“Ladies and gentlemen, welcome to Preservation Hall.”
The greeting comes, as it always does, minutes after 8 p.m. On this brisk Wednesday night in May, Erin Alexander delivers it to a capacity crowd, which at 726 St. Peter St. means a 100 or so people, most of them out-of-towners. Those fortunate to have made it inside first sit cross-legged at the front of the 620-square-foot, 31-by-20 foot living room, knees almost touching the four-chair front line, backs pressed against three packed rows of benches, with a forest of people on tiptoes behind that. Another dozen fill the side porte-cochere, either packed in the narrow doorway or seated on the banquette next to one of the Hall’s resident white cats, Sweet Sage, who despite the commotion is sound asleep. Outside the gate, half as many more remain in line, waiting for the 9 p.m. second set and their turn.
Alexander, the girlfriend of Hall publicity and marketing head Ron Rona (aka New Orleans Bingo! Show MC Ronnie Numbers), next informs the visitors of some basic house rules, largely unaltered since 1961: no flash photography, no video recording. (Smoking also has joined the outlawed list; beverages, never offered by the Hall and previously forbidden, now are allowed, and some listeners hold Pat O’Brien’s plastic Hurricane cups.) At 8:15 p.m., the portico crowd parts for the seven members of the band, clad in jet black suits and crisp white shirts, carrying their instruments and proceeding one-by-one into the rapidly warming room: singer and trumpeter Mark Braud, the group’s youngest member at 37; singer and clarinetist Charlie Gabriel, at 78 its eldest; singer and tenor saxophonist Clint Maedgen; trombonist Freddie Lonzo; and Benjamin Jaffe, his tuba shouldered. Rickie Monie and Joe Lastie Jr. — the pianist and the percussionist, respectively — enjoy the easiest walk.

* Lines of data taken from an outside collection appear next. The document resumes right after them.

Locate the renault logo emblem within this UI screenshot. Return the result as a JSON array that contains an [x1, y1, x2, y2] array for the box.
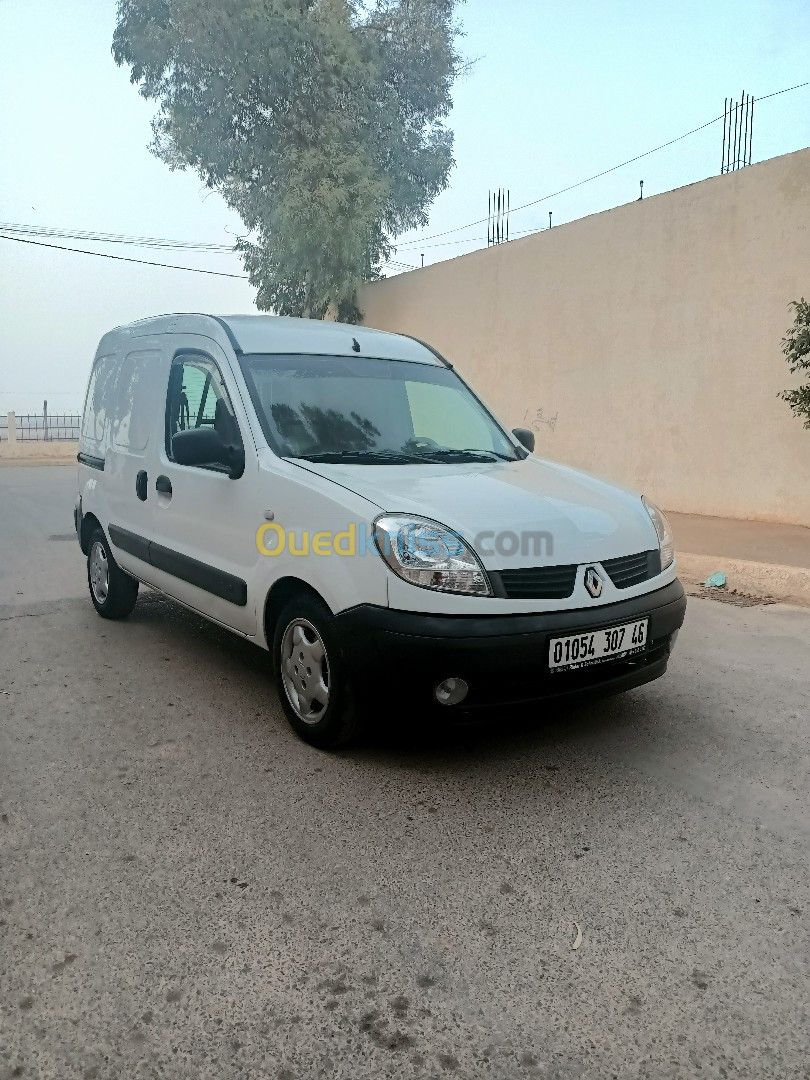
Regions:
[[584, 567, 603, 598]]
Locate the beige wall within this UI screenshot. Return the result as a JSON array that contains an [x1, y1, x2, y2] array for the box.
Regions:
[[359, 148, 810, 526]]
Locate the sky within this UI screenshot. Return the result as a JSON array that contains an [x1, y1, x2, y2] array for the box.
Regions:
[[1, 0, 808, 413]]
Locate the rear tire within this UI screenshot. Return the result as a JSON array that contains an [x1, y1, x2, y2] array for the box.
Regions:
[[272, 593, 362, 749], [87, 527, 139, 620]]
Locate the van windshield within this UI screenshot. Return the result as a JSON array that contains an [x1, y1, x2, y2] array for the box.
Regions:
[[239, 354, 520, 464]]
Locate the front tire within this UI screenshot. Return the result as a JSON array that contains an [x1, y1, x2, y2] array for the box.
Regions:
[[87, 527, 139, 620], [272, 593, 362, 749]]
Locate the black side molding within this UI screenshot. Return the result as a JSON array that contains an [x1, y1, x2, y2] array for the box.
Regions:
[[108, 525, 247, 607], [149, 541, 247, 606], [108, 526, 151, 564], [77, 452, 105, 471]]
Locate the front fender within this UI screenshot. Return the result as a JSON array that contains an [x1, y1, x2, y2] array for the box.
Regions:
[[256, 533, 389, 648]]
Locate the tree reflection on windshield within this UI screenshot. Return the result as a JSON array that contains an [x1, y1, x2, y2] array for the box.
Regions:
[[271, 401, 381, 455], [242, 353, 520, 463]]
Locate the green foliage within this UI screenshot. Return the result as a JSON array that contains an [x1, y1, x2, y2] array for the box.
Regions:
[[779, 298, 810, 429], [113, 0, 463, 320]]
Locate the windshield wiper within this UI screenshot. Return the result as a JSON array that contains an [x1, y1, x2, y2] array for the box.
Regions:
[[295, 448, 517, 465], [423, 448, 516, 462], [294, 449, 429, 464]]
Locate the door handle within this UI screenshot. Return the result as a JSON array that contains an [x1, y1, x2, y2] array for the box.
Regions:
[[155, 475, 172, 495], [136, 470, 148, 501]]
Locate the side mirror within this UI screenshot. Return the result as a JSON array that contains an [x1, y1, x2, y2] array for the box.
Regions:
[[512, 427, 535, 453], [172, 427, 245, 479]]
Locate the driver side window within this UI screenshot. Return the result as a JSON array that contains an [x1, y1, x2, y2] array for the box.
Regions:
[[166, 353, 242, 462]]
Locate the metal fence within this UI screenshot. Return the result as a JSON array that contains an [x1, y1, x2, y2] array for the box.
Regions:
[[16, 414, 81, 441]]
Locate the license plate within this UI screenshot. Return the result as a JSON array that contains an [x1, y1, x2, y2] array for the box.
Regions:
[[548, 618, 649, 672]]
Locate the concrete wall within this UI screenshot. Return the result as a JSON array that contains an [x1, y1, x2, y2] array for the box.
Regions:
[[359, 148, 810, 526]]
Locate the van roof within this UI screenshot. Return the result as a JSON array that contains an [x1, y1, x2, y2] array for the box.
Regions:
[[105, 313, 444, 366]]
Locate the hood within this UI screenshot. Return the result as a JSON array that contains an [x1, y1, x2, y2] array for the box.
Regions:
[[294, 457, 660, 569]]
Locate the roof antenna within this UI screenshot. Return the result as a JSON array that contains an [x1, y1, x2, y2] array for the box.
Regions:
[[351, 337, 361, 353]]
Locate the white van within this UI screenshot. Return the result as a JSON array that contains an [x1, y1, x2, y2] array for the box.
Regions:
[[76, 314, 686, 747]]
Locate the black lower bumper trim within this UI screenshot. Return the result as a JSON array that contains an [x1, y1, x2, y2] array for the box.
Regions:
[[335, 580, 686, 710]]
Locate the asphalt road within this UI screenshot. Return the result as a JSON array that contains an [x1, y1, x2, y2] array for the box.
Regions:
[[1, 466, 808, 1080]]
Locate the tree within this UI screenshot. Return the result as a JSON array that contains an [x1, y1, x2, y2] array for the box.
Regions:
[[779, 299, 810, 429], [113, 0, 463, 320]]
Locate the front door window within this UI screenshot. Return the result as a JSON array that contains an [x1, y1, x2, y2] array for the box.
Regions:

Nodding and smiling at the audience and at each other, the musicians take their seats. Three shoe taps, a drum roll and a trumpet charge, and they’re off.
A week later and a world away, Ben Jaffe is giving an interview from the back of a New York City taxicab.
“One of the things as a traveling musician that I find very challenging, when you’re on the road, playing one-night shows every night of the year, is the satisfaction you get when you actually sit down and breathe and let ideas come into your head,” Jaffe, the Hall’s creative director since 1993, says over the din of traffic. “Most of the time you’re just worried about how you’re going to get from point A to point B. You’re like, I got to get in a taxi, I got to do a sound check, I got a show, then I got to do an interview, then I have to go to sleep because I have to be up at 4 in the morning to catch a flight. That’s your job, just going from A to B. The only moment you get to go into this creative cocoon is when you perform, and I want to amplify that. I want to make it bigger.”